300, of course, makes plenty of allowance for popular tastes, changing and expanding the story to meet the protocols of the comic book genre. The film was not shot on location outdoors, but in a studio using the so-called “digital backlot” technique of sometimes placing the actors against blue screens. The resulting realism is not that of the sun-soaked cliffs above the blue Aegean — Thermopylae remains spectacularly beautiful today — but of the eerie etchings of the comic book.
The Spartans fight bare-chested without armor, in the “heroic nude” manner that ancient Greek vase-painters portrayed Greek hoplites, their muscles bulging as if they were contemporary comic book action heroes.

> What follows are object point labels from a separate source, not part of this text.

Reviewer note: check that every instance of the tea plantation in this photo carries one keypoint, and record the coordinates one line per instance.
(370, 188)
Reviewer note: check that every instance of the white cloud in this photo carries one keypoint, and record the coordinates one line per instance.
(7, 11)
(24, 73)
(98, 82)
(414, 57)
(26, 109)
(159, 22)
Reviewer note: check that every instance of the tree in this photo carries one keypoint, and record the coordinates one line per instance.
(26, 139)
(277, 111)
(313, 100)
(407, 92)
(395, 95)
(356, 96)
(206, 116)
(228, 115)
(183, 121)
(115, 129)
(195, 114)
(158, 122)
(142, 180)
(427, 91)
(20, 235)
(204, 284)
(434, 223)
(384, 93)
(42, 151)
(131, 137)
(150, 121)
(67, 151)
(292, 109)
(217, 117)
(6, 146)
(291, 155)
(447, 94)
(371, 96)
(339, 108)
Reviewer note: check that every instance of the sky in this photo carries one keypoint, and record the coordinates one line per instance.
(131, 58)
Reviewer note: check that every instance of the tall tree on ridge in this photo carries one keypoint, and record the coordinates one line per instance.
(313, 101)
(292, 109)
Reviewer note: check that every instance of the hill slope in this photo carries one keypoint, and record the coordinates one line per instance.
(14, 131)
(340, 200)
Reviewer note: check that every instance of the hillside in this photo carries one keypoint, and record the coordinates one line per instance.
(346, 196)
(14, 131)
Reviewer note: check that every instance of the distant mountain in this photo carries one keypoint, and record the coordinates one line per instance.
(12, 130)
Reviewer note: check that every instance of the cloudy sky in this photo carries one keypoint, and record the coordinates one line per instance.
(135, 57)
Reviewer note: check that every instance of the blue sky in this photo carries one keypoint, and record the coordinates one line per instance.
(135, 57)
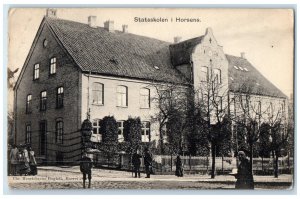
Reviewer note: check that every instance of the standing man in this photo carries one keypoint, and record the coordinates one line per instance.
(244, 175)
(148, 162)
(136, 161)
(14, 159)
(86, 168)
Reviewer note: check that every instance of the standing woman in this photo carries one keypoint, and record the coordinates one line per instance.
(244, 175)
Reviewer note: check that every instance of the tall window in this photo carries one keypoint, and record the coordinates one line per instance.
(43, 101)
(60, 97)
(120, 127)
(145, 131)
(96, 137)
(204, 73)
(97, 90)
(145, 98)
(259, 107)
(122, 96)
(28, 133)
(217, 76)
(96, 126)
(219, 101)
(53, 65)
(59, 131)
(36, 73)
(28, 103)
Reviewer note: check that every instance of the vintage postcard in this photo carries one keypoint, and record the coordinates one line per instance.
(150, 98)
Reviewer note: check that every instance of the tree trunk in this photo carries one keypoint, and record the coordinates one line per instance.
(251, 157)
(276, 166)
(161, 140)
(262, 164)
(213, 157)
(171, 162)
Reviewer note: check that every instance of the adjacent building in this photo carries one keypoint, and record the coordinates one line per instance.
(73, 70)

Again, following the Miller comic, artistic license is made with the original story — the traitor Ephialtes is as deformed in body as he is in character; King Xerxes is not bearded and perched on a distant throne, but bald, huge, perhaps sexually ambiguous, and often right on the battlefield. The Persians bring with them exotic beasts like a rhinoceros and elephant, and the leader of the Immortals fights Leonidas in a duel (which the Greeks knew as monomachia). Shields are metal rather than wood with bronze veneers, and swords sometimes look futuristic rather than ancient.
Again, purists must remember that 300 seeks to bring a comic book, not Herodotus, to the screen. Yet, despite the need to adhere to the conventions of Frank Miller’s graphics and plot — every bit as formalized as the protocols of classical Athenian drama or Japanese Kabuki theater — the main story from our ancient Greek historians is still there: Leonidas, against domestic opposition, insists on sending an immediate advance party northward on a suicide mission to rouse the Greeks and allow them time to unite a defense. Once at Thermopylae, he adopts the defenses to the narrow pass between high cliffs and the sea far below. The Greeks fight both en masse in the phalanx and at times range beyond as solo warriors. They are finally betrayed by Ephialtes, forcing Leonidas to dismiss his allies — and leaving his own 300 to the fate of dying under a sea of arrows.

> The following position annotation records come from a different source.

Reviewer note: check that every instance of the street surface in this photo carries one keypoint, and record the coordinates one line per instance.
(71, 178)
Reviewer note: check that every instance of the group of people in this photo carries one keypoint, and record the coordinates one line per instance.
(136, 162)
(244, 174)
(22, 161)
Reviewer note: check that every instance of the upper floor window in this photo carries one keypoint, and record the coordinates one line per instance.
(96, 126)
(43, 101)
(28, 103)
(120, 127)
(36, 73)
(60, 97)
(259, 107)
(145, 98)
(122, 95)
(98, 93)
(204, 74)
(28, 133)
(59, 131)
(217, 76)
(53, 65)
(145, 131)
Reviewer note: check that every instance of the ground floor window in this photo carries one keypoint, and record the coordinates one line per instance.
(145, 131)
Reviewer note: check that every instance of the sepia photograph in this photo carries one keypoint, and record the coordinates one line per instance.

But most importantly, 300 preserves the spirit of the Thermopylae story. The Spartans, quoting lines known from Herodotus and themes from the lyric poets, profess unswerving loyalty to a free Greece. They will never kow-tow to the Persians, preferring to die on their feet than live on their knees.
If critics think that 300 reduces and simplifies the meaning of Thermopylae into freedom versus tyranny, they should reread carefully ancient accounts and then blame Herodotus, Plutarch, and Diodorus — who long ago boasted that Greek freedom was on trial against Persian autocracy, free men in superior fashion dying for their liberty, their enslaved enemies being whipped to enslave others.